Foi para os livros. Pilhas de material didático que mal se aproveitam duas páginas e que ela pode fazer melhor. Tenta ser capaz de não os ter e no final os olha e pensa: quanto desperdício!!!
Foi até o escritório e começou a limpeza. Ficou dois dias e teria mais um final de semana para concluir. Fazia parte de deixar para trás o que ficou para trás.
Agora só se preocupava com sua condição humana. Quem realmente era, o que queria para sua vida e como materializar cada coisa e quanto tempo para cada uma.
Ela era uma mulher prática. Podia viver até mesmo de aparências para evitar sofrimentos aos que amava. Podia suportar dores, amarguras, tristezas. Só não suportava seu medo.
Tinha um medo de não ser nada pra todos. Tinha medo de enfrentar o novo. Tinha pavor de ter que novamente dever favores a sua família que cobrava juros altíssimos para cada secar de lágrimas, quiçá, algo material.
Tinha com ela uma preciosidade da qual não queria que se maculasse com esse podre mundo. Um filho gerado com grande amor. Uma dedicação tremenda, da qual abdicou de seu grande amor para dar tudo que lhe era merecido. Atualmente, não podia mais sobreviver ao peso dessas decisões. Estava cansada de carregar tanta coisa. Queria fazer diferente, ter outro rumo, ter outras opções.
Sua mãe sempre lhe dizia que teria um fardo para sempre com esse filho. Que trabalhar em um segundo emprego lhe gastaria sua energia, não seria capaz de organizar-se. Que seria um total infortúnio.
Seu pai lhe dizia: “Espera mais uns anos, depois tu loqueia”, perguntou a ele se esperara o tempo certo para suas decisões, claro que não respondeu, já havia sido respondido com suas ações.
Quem lhe apoiava era seu irmão. Um imaturo, sem projeções de identidade e ainda sofrendo por não conseguir sair de sua bolha, mas acreditava que sua irmã conseguiria.
Nada disso ajudou.
Ela percebeu mais uma vez que estava sozinha.

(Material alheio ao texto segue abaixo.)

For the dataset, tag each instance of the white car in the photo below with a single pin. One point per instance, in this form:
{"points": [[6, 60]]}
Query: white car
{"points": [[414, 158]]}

Sozinha como sempre esteve.
Sozinha como estaria aos 80 anos caminhando na Redenção e olhando livros velhos, cachorros e crianças correndo...
Sim.
Embora, soubesse, que desta vez, sabia que era o certo a fazer.
Já poupara todos demais.
Já fazia um ano que fazia sua faxina dentro da cabeça. Identificou tantas podridões de sua família que andava mais leve por saber que não teria coragem de repeti-los e tão pouco de aceitar cada um deles. Aprendeu que no passado só podemos rever, jamais mudar, e sempre ler de uma forma diferente. Bonito isso, demorado e difícil.
Foi numa dessas grandes faxinas que tentou colocar pra fora uma sequencia de lembranças. Tentou ver de outra forma, mas não podia. Não havia como mudar aquilo.
Ela precisa ver e rever os fantasmas que não a deixavam dormir.
Encorajou-se, e foi.
Passou mal, falou bobagens. Relembrou os fatos que amava. Tentava lembrar de outros. Seu maior fantasma trouxe-lhe fatos que não estavam na memória. Foi maravilhoso.
Não teve coragem de tocá-lo. Afinal era uma memória. Arrependeu-se. Mas era melhor assim. Já vivera de sonhos por muitos anos para aplacar a fúria de sua realidade.
Foi embora. Feliz pelo que tivera e acreditava que recebera mais do que merecia.
Queria ter certezas. Queria saber mais. Sua voracidade por conhecer a deixava uma mulher insegura. E os inseguros se fartarão de seus “se”.